Real estate data drives billion-dollar decisions every day. Whether you're a data analyst tracking housing market trends, a real estate investor looking for undervalued properties, or a proptech startup building the next big thing — access to accurate, up-to-date property data is essential.
Zillow is the largest real estate marketplace in the United States, with over 110 million properties in its database. It's an incredibly rich source of property listings, price history, neighborhood statistics, and market trends. In this guide, we'll explore how to extract this data programmatically, understand Zillow's data structure, and build a reliable scraping pipeline.

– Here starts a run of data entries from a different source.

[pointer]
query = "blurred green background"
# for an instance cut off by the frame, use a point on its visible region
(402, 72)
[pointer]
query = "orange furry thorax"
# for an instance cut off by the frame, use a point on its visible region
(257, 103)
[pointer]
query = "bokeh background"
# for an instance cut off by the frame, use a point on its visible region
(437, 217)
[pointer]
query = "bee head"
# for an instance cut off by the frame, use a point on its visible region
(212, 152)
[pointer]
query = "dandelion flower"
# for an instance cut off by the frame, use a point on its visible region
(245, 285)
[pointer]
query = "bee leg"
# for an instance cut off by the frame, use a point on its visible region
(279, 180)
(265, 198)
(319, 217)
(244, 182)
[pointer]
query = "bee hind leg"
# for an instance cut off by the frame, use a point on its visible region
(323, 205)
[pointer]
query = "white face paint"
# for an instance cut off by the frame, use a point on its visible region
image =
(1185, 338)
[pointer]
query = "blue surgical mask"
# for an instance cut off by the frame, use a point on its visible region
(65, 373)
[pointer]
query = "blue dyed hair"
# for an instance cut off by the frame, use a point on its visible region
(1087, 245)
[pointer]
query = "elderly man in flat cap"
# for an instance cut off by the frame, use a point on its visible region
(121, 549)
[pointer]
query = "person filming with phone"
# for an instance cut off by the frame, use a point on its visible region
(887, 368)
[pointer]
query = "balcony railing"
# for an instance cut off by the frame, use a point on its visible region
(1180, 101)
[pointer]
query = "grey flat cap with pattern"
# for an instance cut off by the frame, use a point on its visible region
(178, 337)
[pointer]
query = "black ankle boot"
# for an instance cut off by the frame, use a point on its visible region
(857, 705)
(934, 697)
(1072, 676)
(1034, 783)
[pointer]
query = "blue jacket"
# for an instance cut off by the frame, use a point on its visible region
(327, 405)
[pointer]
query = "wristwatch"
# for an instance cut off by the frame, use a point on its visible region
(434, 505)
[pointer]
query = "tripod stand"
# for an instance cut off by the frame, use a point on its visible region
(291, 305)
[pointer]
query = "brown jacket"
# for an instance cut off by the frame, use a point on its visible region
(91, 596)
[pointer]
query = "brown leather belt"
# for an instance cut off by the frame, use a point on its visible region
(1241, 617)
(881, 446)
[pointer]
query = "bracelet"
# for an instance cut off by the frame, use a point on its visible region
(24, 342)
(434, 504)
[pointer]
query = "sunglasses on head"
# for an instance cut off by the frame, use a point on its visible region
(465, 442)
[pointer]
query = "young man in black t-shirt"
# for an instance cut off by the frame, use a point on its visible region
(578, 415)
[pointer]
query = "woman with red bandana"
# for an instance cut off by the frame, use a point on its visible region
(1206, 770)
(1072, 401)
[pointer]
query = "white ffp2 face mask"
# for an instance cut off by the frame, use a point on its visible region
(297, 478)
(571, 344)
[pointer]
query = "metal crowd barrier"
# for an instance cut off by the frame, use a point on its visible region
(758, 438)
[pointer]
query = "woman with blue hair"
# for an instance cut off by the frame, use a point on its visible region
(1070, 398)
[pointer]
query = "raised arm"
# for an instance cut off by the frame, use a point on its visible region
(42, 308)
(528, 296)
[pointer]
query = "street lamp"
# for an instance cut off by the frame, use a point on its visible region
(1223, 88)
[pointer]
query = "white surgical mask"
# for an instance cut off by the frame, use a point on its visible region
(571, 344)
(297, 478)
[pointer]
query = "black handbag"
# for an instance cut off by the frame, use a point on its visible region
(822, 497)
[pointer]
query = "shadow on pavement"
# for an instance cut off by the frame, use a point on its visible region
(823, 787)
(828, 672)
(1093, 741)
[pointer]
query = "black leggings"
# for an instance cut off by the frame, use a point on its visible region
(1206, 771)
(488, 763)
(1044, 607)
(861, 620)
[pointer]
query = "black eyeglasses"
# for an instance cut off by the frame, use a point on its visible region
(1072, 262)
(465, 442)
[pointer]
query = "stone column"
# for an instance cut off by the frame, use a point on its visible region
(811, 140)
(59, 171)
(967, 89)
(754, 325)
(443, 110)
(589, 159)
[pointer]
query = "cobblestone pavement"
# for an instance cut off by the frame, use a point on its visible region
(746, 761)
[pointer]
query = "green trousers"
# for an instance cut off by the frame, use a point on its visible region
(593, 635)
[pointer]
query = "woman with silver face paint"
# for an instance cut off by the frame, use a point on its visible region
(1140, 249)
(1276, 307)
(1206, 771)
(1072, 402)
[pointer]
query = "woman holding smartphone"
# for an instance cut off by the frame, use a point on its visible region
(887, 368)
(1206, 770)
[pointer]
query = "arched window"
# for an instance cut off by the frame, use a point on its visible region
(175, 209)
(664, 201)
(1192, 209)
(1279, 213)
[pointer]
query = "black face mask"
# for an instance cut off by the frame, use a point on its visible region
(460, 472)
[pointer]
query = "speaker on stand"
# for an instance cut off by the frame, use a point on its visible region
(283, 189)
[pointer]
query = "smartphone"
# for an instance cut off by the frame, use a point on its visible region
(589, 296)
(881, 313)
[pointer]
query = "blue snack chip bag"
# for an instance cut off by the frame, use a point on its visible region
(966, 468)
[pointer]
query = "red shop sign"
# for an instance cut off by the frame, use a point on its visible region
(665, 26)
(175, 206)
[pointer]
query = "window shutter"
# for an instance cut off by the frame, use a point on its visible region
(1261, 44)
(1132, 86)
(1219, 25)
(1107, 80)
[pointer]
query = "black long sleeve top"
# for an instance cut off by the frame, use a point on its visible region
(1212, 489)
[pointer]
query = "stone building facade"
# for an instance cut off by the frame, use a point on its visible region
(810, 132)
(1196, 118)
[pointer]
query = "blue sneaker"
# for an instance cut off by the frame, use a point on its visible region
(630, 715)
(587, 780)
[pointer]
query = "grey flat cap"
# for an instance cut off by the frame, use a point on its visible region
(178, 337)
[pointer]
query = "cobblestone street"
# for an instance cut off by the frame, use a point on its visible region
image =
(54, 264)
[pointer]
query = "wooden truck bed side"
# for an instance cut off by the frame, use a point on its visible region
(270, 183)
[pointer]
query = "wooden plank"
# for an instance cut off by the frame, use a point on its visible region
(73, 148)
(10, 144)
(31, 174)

Understanding Zillow's Data Structure
Before writing any code, it's crucial to understand how Zillow organizes its data. The site is structured around several key entities:
Property Listings
Each property on Zillow has a detailed listing page containing:
- Basic info: Address, city, state, ZIP code
- Price data: List price, Zestimate (Zillow's proprietary valuation), rent Zestimate, price history
- Property details: Bedrooms, bathrooms, square footage, lot size, year built
- Features: Heating/cooling type, parking, appliances, interior features
- Tax information: Annual property tax, tax assessment history
- Photos and virtual tours: High-resolution images, 3D tours
Search Results Pages
Zillow's search is map-based and returns results in a grid/list format. Each search result contains a subset of the full listing data:
{
"zpid": "18429834",
"address": "123 Main St, Austin, TX 78701",
"price": 450000,
"bedrooms": 3,
"bathrooms": 2,
"livingArea": 1850,
"lotSize": 6500,
"zestimate": 465000,
"rentZestimate": 2400,
"daysOnZillow": 14,
"listingStatus": "FOR_SALE",
"latitude": 30.2672,
"longitude": -97.7431
}
Neighborhood Data
Zillow aggregates data at the neighborhood level, providing:
- Median home value and trends
- Median rent prices
- School ratings and proximity
- Walk score, transit score, bike score
- Crime statistics
- Demographics
The Technical Challenges of Scraping Zillow
Zillow is a modern React-based single-page application. This presents several challenges for web scraping:
1. Dynamic Content Rendering
Most property data is loaded via JavaScript after the initial page load. A simple HTTP request with fetch or axios won't return the full page content. You need a headless browser or access to the underlying API endpoints.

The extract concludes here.